Tuesday, January 3, 2006

The Year in Fuck

To be brutally, completely honest, I find some satisfaction in the fact that you were “violated” whilst feeling untouchable. See, we don't have it both ways. We can be beaten by others and then it's just violence. If we're attacked by others, it is still violence. Just violence.

If we are raped by these plugged up beasts it is just sex, and illegal sex at that, and we are as culpable as the rapist in the act. Doesn't matter how we dress. So fuck off, bitch, and suck it up and survive or die. Welcome to the real world. You have no rights. And neither do I. It is an illusion.

A list:

1. If you sleep in the same area (bed, pile of trash, etc) with a male human, the male human will be very inclined to have sex with you (regardless of biological sex). Why is this surprising? And I have slept next to very beautiful women, many of whom would have been former girlfriends instead of frustrations had I had the nerve to “rape” them.

2. Rules are nearly meaningless. That the rules exist in the first place is interesting and that any kind of litigation exists that one may invoke is irrelevant. In any given situation, there ARE NO RULES. This applies to all human life and activity, sexual or otherwise.

3. Human women, for as long as it matters (think of it as a major historic era, e.g. the Cambrian Age) will be the ones that human men will want to have sex with. If we're gay or bi, we might vacation with the same sex, but it will be vaginas that we are interested in for the most part.

3.5 Women who think that they are doing womankind a favor by being in “burlesque" shows or doing things that are barely crossing the line of total whoredom are the worst of all. Take your burlesque and shove it up your often plump asses. I have been hurt by these women. At least have some courage or don't walk the line in the name of "liberated women" ever. Please. You make me and my neighborhood vomit. I use burlesque because it is an easy target. There are many more women like this. I could list them. I won’t. I know you know who these horrible saps are.

4. I loathe these pristine, good, unassailable, beautiful, delicate, well-coifed, powdered, primped, American-Appareled, perfect, good, lovely boy slugs that I see every night. Their opinions are absolutely meaningless to me, a confirmed nothing. I would rather scrape away at my genitals with a blunt object than listen to their blather for one more minute. It is actually excruciating.

5. I have sold my body. OOOOH bad. So sorry. Hmm . . . it seems that vaginas are more bearable when bought and sold. Why is that? A question for the ages.

6. Yes, I hate men. If you buy Plath's bullshit then I don't need to elaborate. But then you'd be just another clone. I want men to know that when I hate them I hate them personally. It is a vicious, visceral hate. I hate you. Not “mankind” or some abstraction. I hate you. You. You fucking disgusting troll.

7. About “Daddy”: Well, it was from my (rabidly Christian) father that I learned the details of male-to-male rape, as well as male-to-female rape, and that if I went anywhere I would eventually have a penis forced into my mouth. Oh, I was spared no detail! Men are evil! I still agree, despite the evidence! And, according to him, I am derived from a marriage of cousins. Does it matter if it is untrue? Not if you and your family are made up of nuns and drug addicts apparently.

8. Men are stupid wastes. Almost every man I have ever met, a few exceptions aside, are interested in what I call “bullshit”. Gabriel Garcia Marquez = Bullshit. McSweeny's = Bullshit.

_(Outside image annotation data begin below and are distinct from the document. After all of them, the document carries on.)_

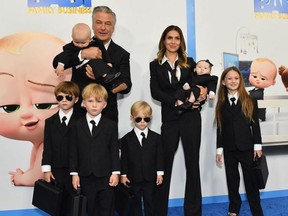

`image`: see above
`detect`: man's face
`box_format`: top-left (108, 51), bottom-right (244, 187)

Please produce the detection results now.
top-left (92, 12), bottom-right (115, 44)
top-left (249, 61), bottom-right (277, 88)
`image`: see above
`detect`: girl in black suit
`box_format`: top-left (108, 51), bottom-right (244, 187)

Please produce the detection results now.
top-left (215, 67), bottom-right (263, 216)
top-left (150, 26), bottom-right (207, 216)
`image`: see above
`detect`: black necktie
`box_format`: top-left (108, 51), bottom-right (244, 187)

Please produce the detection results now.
top-left (230, 97), bottom-right (236, 110)
top-left (164, 61), bottom-right (179, 88)
top-left (61, 116), bottom-right (67, 127)
top-left (141, 132), bottom-right (146, 147)
top-left (90, 120), bottom-right (96, 136)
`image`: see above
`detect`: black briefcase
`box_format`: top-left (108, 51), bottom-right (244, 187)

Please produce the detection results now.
top-left (115, 184), bottom-right (135, 216)
top-left (32, 179), bottom-right (63, 216)
top-left (253, 154), bottom-right (269, 189)
top-left (72, 188), bottom-right (87, 216)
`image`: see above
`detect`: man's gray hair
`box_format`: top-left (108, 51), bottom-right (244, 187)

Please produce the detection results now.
top-left (92, 6), bottom-right (116, 25)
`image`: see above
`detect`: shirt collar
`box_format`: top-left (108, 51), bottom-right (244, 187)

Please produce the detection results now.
top-left (161, 55), bottom-right (178, 68)
top-left (104, 39), bottom-right (112, 50)
top-left (59, 108), bottom-right (73, 124)
top-left (134, 127), bottom-right (148, 138)
top-left (86, 113), bottom-right (102, 126)
top-left (228, 92), bottom-right (238, 103)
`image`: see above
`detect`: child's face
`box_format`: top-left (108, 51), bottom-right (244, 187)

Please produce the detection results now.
top-left (72, 32), bottom-right (91, 49)
top-left (0, 35), bottom-right (68, 143)
top-left (56, 92), bottom-right (78, 113)
top-left (249, 61), bottom-right (277, 88)
top-left (83, 96), bottom-right (107, 118)
top-left (131, 110), bottom-right (151, 130)
top-left (222, 70), bottom-right (240, 93)
top-left (195, 61), bottom-right (211, 75)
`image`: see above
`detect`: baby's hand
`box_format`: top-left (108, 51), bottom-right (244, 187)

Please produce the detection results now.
top-left (121, 176), bottom-right (130, 187)
top-left (208, 95), bottom-right (215, 100)
top-left (55, 64), bottom-right (64, 77)
top-left (9, 168), bottom-right (24, 185)
top-left (109, 174), bottom-right (119, 187)
top-left (183, 83), bottom-right (191, 91)
top-left (156, 175), bottom-right (163, 185)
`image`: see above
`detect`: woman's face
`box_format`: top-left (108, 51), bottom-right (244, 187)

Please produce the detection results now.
top-left (164, 30), bottom-right (181, 53)
top-left (222, 70), bottom-right (240, 93)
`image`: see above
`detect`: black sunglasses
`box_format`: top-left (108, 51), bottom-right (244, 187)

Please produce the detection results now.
top-left (56, 95), bottom-right (73, 102)
top-left (134, 117), bottom-right (151, 123)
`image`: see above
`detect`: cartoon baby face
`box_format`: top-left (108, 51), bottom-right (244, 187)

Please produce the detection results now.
top-left (249, 58), bottom-right (277, 88)
top-left (0, 33), bottom-right (71, 143)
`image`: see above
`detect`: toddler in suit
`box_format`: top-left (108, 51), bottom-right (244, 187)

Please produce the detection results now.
top-left (42, 81), bottom-right (80, 216)
top-left (176, 59), bottom-right (218, 114)
top-left (215, 67), bottom-right (263, 216)
top-left (70, 83), bottom-right (120, 216)
top-left (53, 23), bottom-right (125, 94)
top-left (121, 101), bottom-right (164, 216)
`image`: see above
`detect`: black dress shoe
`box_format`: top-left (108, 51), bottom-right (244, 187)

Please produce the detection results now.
top-left (103, 72), bottom-right (121, 84)
top-left (180, 101), bottom-right (193, 110)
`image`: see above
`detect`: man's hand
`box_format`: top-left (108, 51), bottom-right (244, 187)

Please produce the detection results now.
top-left (197, 85), bottom-right (208, 102)
top-left (81, 47), bottom-right (102, 59)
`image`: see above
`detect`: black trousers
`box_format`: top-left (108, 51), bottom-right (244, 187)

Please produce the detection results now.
top-left (156, 110), bottom-right (202, 216)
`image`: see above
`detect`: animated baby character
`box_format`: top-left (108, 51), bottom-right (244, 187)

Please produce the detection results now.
top-left (0, 32), bottom-right (71, 186)
top-left (249, 58), bottom-right (277, 121)
top-left (278, 65), bottom-right (288, 92)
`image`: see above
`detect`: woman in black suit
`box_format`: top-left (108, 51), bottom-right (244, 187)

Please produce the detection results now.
top-left (150, 25), bottom-right (207, 216)
top-left (215, 67), bottom-right (263, 216)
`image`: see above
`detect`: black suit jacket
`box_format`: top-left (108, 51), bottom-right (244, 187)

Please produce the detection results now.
top-left (217, 98), bottom-right (262, 151)
top-left (101, 40), bottom-right (132, 122)
top-left (121, 129), bottom-right (164, 183)
top-left (42, 112), bottom-right (78, 169)
top-left (150, 58), bottom-right (196, 122)
top-left (70, 115), bottom-right (120, 177)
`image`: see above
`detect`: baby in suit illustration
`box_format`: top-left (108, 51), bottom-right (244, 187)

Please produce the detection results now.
top-left (0, 32), bottom-right (70, 186)
top-left (121, 101), bottom-right (164, 216)
top-left (278, 65), bottom-right (288, 92)
top-left (249, 58), bottom-right (277, 121)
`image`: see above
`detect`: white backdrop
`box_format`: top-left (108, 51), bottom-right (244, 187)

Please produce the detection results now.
top-left (0, 0), bottom-right (288, 213)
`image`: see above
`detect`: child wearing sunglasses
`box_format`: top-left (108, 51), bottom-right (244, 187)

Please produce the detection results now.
top-left (42, 81), bottom-right (80, 215)
top-left (120, 101), bottom-right (164, 216)
top-left (70, 83), bottom-right (120, 216)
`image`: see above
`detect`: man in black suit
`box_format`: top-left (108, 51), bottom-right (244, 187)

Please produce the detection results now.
top-left (70, 83), bottom-right (120, 216)
top-left (121, 101), bottom-right (164, 216)
top-left (42, 81), bottom-right (80, 216)
top-left (79, 6), bottom-right (132, 122)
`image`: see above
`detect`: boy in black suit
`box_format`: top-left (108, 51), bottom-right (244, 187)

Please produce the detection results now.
top-left (121, 101), bottom-right (164, 216)
top-left (42, 81), bottom-right (80, 215)
top-left (70, 83), bottom-right (120, 216)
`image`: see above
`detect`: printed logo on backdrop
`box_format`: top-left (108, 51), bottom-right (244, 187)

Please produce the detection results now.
top-left (28, 0), bottom-right (92, 14)
top-left (254, 0), bottom-right (288, 19)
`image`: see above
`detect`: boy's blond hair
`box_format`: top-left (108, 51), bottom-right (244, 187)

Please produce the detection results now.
top-left (54, 81), bottom-right (80, 97)
top-left (130, 101), bottom-right (152, 117)
top-left (82, 83), bottom-right (108, 101)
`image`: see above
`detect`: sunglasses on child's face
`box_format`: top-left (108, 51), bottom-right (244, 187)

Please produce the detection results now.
top-left (134, 117), bottom-right (151, 123)
top-left (56, 95), bottom-right (73, 102)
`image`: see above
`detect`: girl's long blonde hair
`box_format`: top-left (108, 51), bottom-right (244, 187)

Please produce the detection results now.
top-left (215, 66), bottom-right (254, 131)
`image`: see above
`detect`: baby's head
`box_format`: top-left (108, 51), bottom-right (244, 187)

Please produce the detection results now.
top-left (249, 58), bottom-right (277, 88)
top-left (72, 23), bottom-right (91, 48)
top-left (194, 59), bottom-right (213, 75)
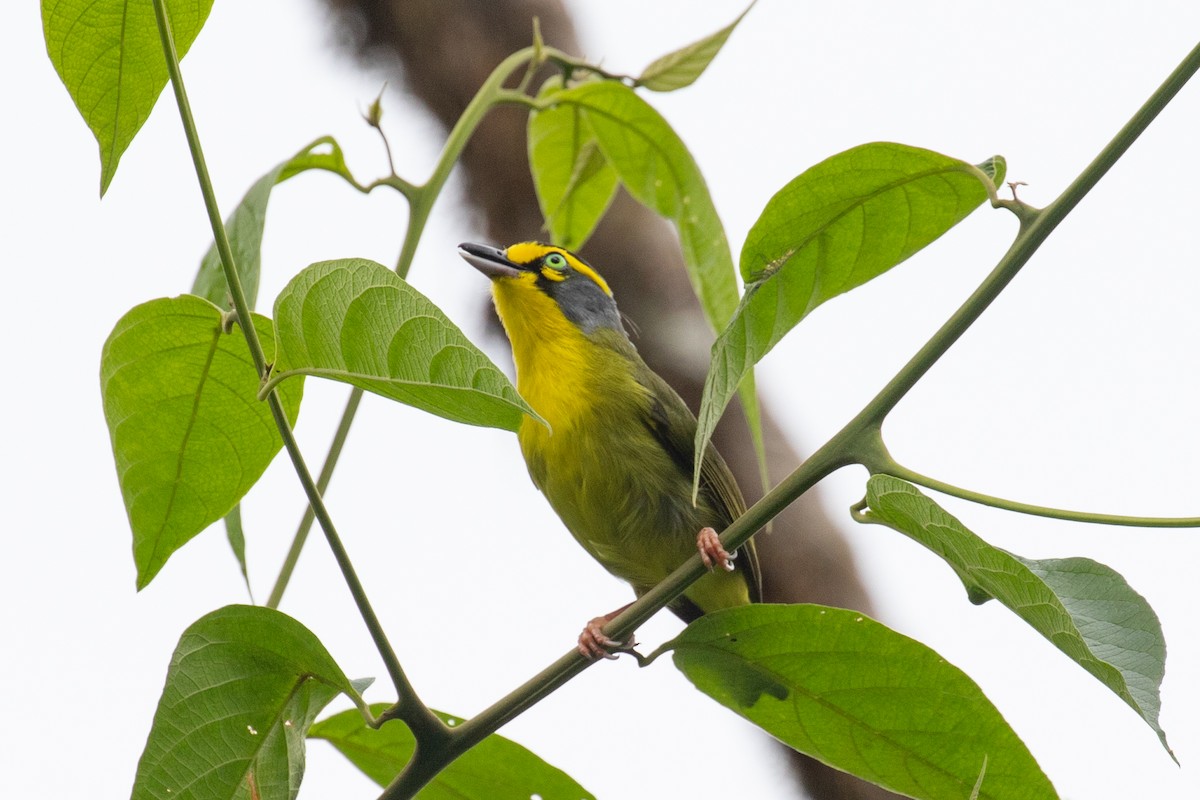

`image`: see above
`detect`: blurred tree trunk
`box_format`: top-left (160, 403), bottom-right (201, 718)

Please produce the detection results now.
top-left (328, 0), bottom-right (893, 800)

Nick Drake = Bullshit. I could go on and on. The worst thing is, when you call them out they can't deal with it. If I like bullshit, I admit it.

13. Get a venereal disease, for Christ's sake. I have about 20. At least then you will make a difference. You will be a walking weapon. Right now, you're an unarmed set of genitalia. With an STD you might at least affect the world.

14. Fuck off.

15. How many numbers are there?

15.5 Oh yes . . . it never ends does it?

16. I hate myself, but I love humanity. Weird huh?

17. Don't you see how ineffectual it all is? What is the point of your (or my) blathering? There is none. All is statistics to your kind. I laugh maniacally whilst your towers crumble. I laugh because there is nothing else left to do. All imaginable atrocities have been committed; all acts of good have been suggested. There is no answer. Die, I love you, die.